LanguageRecommended ModelNotes
EnglishAny modelAll work well
EuropeanMistral, LlamaGood coverage
ChineseQwen 2.5Specifically trained
JapaneseQwen 2.5Good Asian language support
KoreanQwen 2.5Good Asian language support
RAMRecommended Model
8 GBNot recommended
16 GB7B models (quantized)
32 GB7B-8B models
64 GB13B-14B models
128 GB+70B models

Warning: Memory Requirements Models require significant RAM. The values above are rough estimates. Quantized models (Q4, Q5) use less memory.

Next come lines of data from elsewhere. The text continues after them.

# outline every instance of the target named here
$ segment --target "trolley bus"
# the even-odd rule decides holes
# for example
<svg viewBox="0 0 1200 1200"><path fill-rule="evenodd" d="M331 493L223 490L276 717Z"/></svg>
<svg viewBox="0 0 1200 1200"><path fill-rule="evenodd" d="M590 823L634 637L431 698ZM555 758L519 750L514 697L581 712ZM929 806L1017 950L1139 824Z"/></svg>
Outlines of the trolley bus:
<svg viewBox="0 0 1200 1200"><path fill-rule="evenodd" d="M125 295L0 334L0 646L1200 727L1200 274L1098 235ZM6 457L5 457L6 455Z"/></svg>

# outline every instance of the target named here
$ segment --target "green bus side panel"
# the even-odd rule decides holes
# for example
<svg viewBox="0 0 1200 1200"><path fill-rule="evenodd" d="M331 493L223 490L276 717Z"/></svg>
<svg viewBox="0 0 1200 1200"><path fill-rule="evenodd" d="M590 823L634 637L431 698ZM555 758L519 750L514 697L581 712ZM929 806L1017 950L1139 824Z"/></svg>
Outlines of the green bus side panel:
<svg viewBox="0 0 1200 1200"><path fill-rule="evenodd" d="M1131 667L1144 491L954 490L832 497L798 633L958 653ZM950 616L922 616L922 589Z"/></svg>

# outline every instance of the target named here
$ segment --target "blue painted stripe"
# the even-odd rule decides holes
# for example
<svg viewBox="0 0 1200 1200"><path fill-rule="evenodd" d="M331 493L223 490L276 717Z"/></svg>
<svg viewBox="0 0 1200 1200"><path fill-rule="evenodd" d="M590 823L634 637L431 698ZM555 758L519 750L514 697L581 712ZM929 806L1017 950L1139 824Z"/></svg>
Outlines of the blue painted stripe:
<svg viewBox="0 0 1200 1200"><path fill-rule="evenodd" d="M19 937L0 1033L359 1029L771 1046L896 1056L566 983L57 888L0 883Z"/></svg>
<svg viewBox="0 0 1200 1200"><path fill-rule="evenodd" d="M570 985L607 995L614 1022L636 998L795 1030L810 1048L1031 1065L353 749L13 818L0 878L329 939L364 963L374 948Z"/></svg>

  1. GPU Layers: Increase for faster inference
  2. Context Length: Reduce for less memory
  3. Batch Size: Adjust based on hardware
Terminal window
# Set number of GPU layers
OLLAMA_NUM_GPU=35 ollama run llama3.1:8b
# Set context size
ollama run llama3.1:8b --num-ctx 4096

For fully local operation:

Terminal window
# Backend with local Whisper
WHISPER_MODEL=base WHISPER_BACKEND=mlx ./subtide-backend
Extension:
Operation Mode: Tier 2 (Enhanced)
API Provider: Custom Endpoint
API URL: http://localhost:1234/v1
API Key: lm-studio

This setup:

  • Transcribes audio locally with Whisper
  • Translates locally with LM Studio/Ollama
  • No data leaves your machine

  1. Verify the local server is running
  2. Check the port (1234 for LM Studio, 11434 for Ollama)
  3. Ensure no firewall blocking
  1. Use a smaller model
  2. Increase GPU layers
  3. Use quantized versions
  1. Use a smaller model
  2. Use more aggressive quantization
  3. Reduce context length
  1. Use a larger model
  2. Try a different model architecture
  3. Consider using cloud APIs for critical work

  1. GPT-4o (cloud) - Best quality
  2. Llama 3.1 70B (local) - Excellent
  3. Qwen 2.5 14B (local) - Very good for Asian languages
  4. Llama 3.1 8B (local) - Good
  5. Mistral 7B (local) - Good
  1. Mistral 7B - Fastest
  2. Llama 3.1 8B - Fast
  3. Qwen 2.5 7B - Fast
  4. Qwen 2.5 14B - Medium
  5. Llama 3.1 70B - Slow

SetupCost
OpenAI GPT-4o~$0.01/video
OpenAI GPT-4o-mini~$0.001/video
Local LLMElectricity only

Tip: Hybrid Approach Use local models for most translations, cloud APIs for high-quality needs.